ÖLDÜRÜLEN GAZETECİLER ANILDI
Tören, Ulu Önder Mustafa Kemal Atatürk ile silah arkadaşları, basın emekçileri ve basın şehitleri için bir dakikalık saygı duruşuyla başladı. Sunuculuğunu TGC Genel Sekreteri Sibel Güneş üstlendiği seminerin açılış konuşmalarını Türkiye Gazeteciler Cemiyeti (TGC) Başkanı Turgay Olcayto ve Konrad Adenauer Stiftung Türkiye Temsilcisi Colin Dürkop yaptı.
BAŞKAN OLCAYTO: TERÖR SALDIRILARININ ARTTIĞI BİR DÖNEM YAŞIYORUZ
Türkiye Gazeteciler Cemiyeti (TGC) Başkanı Turgay Olcayto, konuşmasına Fransa'nın başkenti Paris’te en az 153 kişinin hayatını kaybettiği terör saldırısını kınayarak sözlerine başladı.
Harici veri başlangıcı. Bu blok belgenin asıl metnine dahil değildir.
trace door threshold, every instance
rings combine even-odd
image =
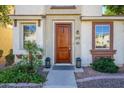
[[[73,64],[69,64],[69,63],[68,63],[68,64],[64,64],[64,63],[58,64],[58,63],[57,63],[57,64],[54,64],[54,65],[55,65],[55,66],[63,66],[63,65],[64,65],[64,66],[74,66]]]

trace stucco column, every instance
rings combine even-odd
[[[44,19],[40,20],[40,25],[37,26],[37,36],[36,36],[36,42],[37,44],[43,48],[43,30],[44,30]]]
[[[13,27],[13,53],[17,54],[17,50],[20,49],[20,31],[19,24]]]

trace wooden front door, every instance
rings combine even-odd
[[[71,24],[56,24],[56,63],[71,63]]]

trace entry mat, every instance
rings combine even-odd
[[[74,70],[74,66],[53,66],[53,70]]]

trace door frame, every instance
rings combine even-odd
[[[71,62],[56,63],[56,24],[71,24]],[[53,21],[53,64],[74,65],[74,21]]]

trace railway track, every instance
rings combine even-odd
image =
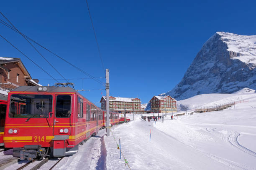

Başkan Olcayto, “Fransa’da önemli bir terör saldırısı oldu. Terör saldırılarının arttığı bir dönem yaşanıyor. Aynı acıyı biz de yaşadığımız için onları anlıyoruz. Suruç ve Ankara’daki katliam gibi. Onlara da başsağlığı diliyoruz. Gerçekten çok üzücü” dedi ve sözlerini şöyle sürdürdü: “Yerel Medya eğitim seminerlerine 1997 yılında başladık. İlk semineri Adana’da yapmıştık. O günden bugüne 78 seminer gerçekleştirdik. Çok sayıda sertifika verdiğimiz meslektaşımız oldu. Düzenlediğimiz seminerlerde Türkiye’nin dört bir yanından pek çok dost kazandık. Seminerlere ilk başladığımız zaman toplantılara genelde matbaacılar ve gazete sahipleri geliyordu. Sitemlerimizi iletiyorduk. Şimdi muhabirler yerel medya seminerlerine düzenli olarak geliyor. Türkiye’de medyanın zorlu zamanları. Medya çalışanları 2010’dan beri zorlu bir yaşam geçiriyor. Günümüzde işsiz sayısı yerelde de yaygında da çok fazla. Gazeteciler kutuplaştırılıyor. Birbirlerini hedef gösteren kendisini gazeteci diye niteleyen ama gazetecilik ilkelerine hiçbir şekilde uymayan insanlar türedi. En ufak eleştiri karşısında kraldan çok kralcı kesilerek o arkadaşlarını hedefe koyuyorlar. Gazeteler, gazeteciler saldırıya uğruyorlar. Gazeteciler bu kadar zor durumdayken buna da bir de polis şiddeti ekleniyor. En ufak şeyde meslektaşlarımızın ensesine silah dayanıyor. Medya için hiç iç açıcı günler yaşanmıyor ama umudumuzu kaybetmiyoruz. Meslek ilkelerini çiğnemeden gazetecilik yapmak gerekiyor. Gazetecilik, ciddi, dürüst ve doğru yapıldığında, dünyanın her yerinde çok onurlu bir meslek olarak kabul edilir.”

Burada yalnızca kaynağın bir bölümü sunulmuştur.